For an investment bank and one of their main pricing and trading systems, I lead the design and implementation of a document repository for historical pricing and trading data. Big Data, with many challenges.
While I cannot reveal project-specific details due to non-disclosure agreements, below some general thoughts on this topic.
Pricing and Trading systems are a bit special.
Financial markets on electronic trading platforms such as Xetra move quickly. When e.g. one of the major German stocks moves, the DAX 30 might move a point up or down, and a derivatives pricing system has to immediately re-calculate thousands of products that are based on the DAX. The market prices of underlyings are not the only frequently updating input data, in addition there are FX rates, volatility surfaces, and tons of other pricing parameters.
In other applications it can be a challenge to keep a high number of (web) users happy by low reponse times. But we still talk about response times in the range of several 100 milliseconds, and if every now and then few users need to wait a bit longer, it is not a big problem.
In pricing and trading systems, the millisecond matters, and for each and every transaction. If prices of derivatives are not reflecting the input data changes fast enough, it opens up opportunities for other market members to arbitrage - and this would mean financial losses.
Pricing systems for financial products can easily involve dozens of servers that produce billions of price updates per trading day, i.e. thousands of updates per second! Not surprising that many pricing systems were mainly caring about the "here and now", and not so much about documenting what happened a few moments ago, or even months ago.
This is changing a bit with new regulations by financial supervisory authorities such as the German BaFin.
E.g. the BaFin regulations on algorithmic trading require: "50. It shall be documented in a comprehensive manner why an algorithm has led to a certain trading decision. Hence, all relevant market data as well as unexecuted orders and quotes shall be kept for a period of three months."
The regulatory requirements can be a typical case for document-oriented databases: The pricing and trading context data often follows complex dynamic data models. The data models change over time, as the business continues developing new products and new pricing strategies to stay competitive. And historical data shall not be migrated to newer models - it shall document how things "were" and not how things "would be" today.
A history repository can be designed as a Java web application that offers clean HTTP REST services: POST/PUT operations for validating, enriching and storing data, GET for retrieving, DELETE for removing. The main payload type should usually be application/json, but consider additional support for binary JSON representations such as Smile or UBJSON, for performance-optimized technical clients.
The repository should not dictate specific document structures. Only few top level attributes such as a document date, upload date etc. are document metadata that the repository should be explicitly aware of.
The underlying document storage system of the repository is an implementation detail that should be hidden from the clients. One option is TokuMX, an alternative MongoDB distribution with a far better storage engine than MongoDB itself. For large repositories, data compression can be one of the killer features. TokuMX compresses the data down to about 10-15% on disk.
In the initial deployment a simple replica set can do the job, however as the data grows consider horizontal scaling through sharding.
It should be a core architectural decision for most systems to never allow any operations to take place directly on their internal databases.

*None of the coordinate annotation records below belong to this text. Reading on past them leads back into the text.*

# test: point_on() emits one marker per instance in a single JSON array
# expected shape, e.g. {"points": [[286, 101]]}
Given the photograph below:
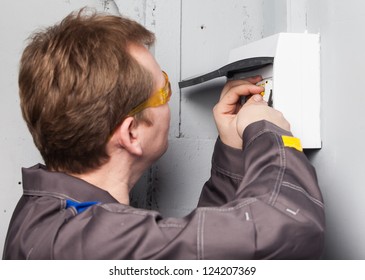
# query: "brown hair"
{"points": [[77, 82]]}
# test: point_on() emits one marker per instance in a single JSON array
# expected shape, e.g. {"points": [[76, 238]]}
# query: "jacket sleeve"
{"points": [[287, 201], [261, 203]]}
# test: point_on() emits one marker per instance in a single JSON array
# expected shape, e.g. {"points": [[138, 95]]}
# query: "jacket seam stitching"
{"points": [[280, 176], [227, 173], [303, 191]]}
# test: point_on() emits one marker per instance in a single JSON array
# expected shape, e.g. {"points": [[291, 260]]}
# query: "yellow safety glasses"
{"points": [[161, 97]]}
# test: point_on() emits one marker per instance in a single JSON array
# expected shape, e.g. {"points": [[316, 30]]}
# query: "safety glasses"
{"points": [[161, 97]]}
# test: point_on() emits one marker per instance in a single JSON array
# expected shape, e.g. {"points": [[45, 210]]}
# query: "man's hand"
{"points": [[256, 109], [225, 112]]}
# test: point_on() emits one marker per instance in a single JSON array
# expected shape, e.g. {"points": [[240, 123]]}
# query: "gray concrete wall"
{"points": [[193, 37]]}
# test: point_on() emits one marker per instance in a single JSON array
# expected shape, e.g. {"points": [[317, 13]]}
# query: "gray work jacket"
{"points": [[261, 202]]}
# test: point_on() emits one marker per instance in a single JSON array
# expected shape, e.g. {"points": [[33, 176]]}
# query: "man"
{"points": [[95, 101]]}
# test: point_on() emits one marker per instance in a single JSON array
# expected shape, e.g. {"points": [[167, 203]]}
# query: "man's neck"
{"points": [[115, 178]]}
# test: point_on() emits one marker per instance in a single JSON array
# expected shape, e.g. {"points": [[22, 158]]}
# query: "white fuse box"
{"points": [[295, 79]]}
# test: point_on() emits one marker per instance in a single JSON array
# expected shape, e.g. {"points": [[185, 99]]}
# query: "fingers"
{"points": [[234, 83], [230, 99]]}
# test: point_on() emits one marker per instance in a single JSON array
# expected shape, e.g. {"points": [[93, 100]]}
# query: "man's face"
{"points": [[156, 135]]}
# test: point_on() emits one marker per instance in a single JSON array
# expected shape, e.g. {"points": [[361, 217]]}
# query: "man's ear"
{"points": [[128, 136]]}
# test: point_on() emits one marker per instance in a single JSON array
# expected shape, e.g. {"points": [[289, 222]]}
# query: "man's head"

Everything needs to run through the repository's REST service layer. Not only to be able to easily migrate to other storage systems later, if required.
Any history repository should also feature a User Interface (UI) for viewing historical data. It should allow for comparing different data versions, and for drilling down from e.g. trade data, down to pricing calculation details, and further to input data such as the volatility surface.
How to combine the best of two worlds? Consider the JavaFX WebView component. This is a full-blown WebKit browser that can be seamlessly integrated into Java applications, without any dependencies on the browser(s) installed on the client machine.
With this approach the UI can be fully integrated into existing trading systems' rich clients, but is additionally available as a completely independent browser-based application.
To document pricing and trading decisions in every small detail for several months, is not at all easy if the pricing and trading system has a significant size.
It is impossible (or at least very expensive) to simply store "everything". Billions of price updates per day, each of them with few 100k of input data, would mean to store several 100 TB of data - each and every day!
Luckily, from a technical point of view, not every price recalculation is usually relevant for trading: If you have 10.000 transactions (quotes and trades) per day and 100k input data per transaction, you end up with 1G of data per day. 1.000.000 transactions with 200k would mean 200G per day. These numbers are still impressive, but feasible to handle.
Still, a major problem persists. When calculating a price, the pricing servers usually cannot know (yet) whether this price leads to a trade or not. As you cannot store each and every tick to a repository, the data needs to be kept temporarily in memory (for a few seconds up to minutes), and should only be stored after it became relevant.
For Java based low latency systems, garbage collection (GC) is a major source of unwanted delays. Be careful to not change the Java heap memory usage characteristics of the pricing system too much! One option is to buy an optimized VM such as Azul Zing, or consider temporarily storing the documents in off-heap memory. On the Java platform this is possible through sun.misc.Unsafe which allows for native memory access. If you do this, you obviuously need to cleanup yourself (no automatic garbage collection). Frameworks such as GridGain or Apache DirectMemory are worth looking into, if you don't want to implement everything from scratch.
This article showed some of the technical challenges that financial systems face when it comes to new regulatory requirements.
A history repository that is designed as an independent technical service, is not at all specific to one financial system. Other neighboring systems can store data there, too. It would even be able to use the repository in completely different non-financial business contexts.
In our project, after a couple of weeks of stable operations, several TB of raw data have been stored in such a history repository. The data growth rate will even increase: We plan to add more data that is not mandatory from a regulatory perspective, but useful to have. Other data is required in order to replace existing, less powerful auditing facilities.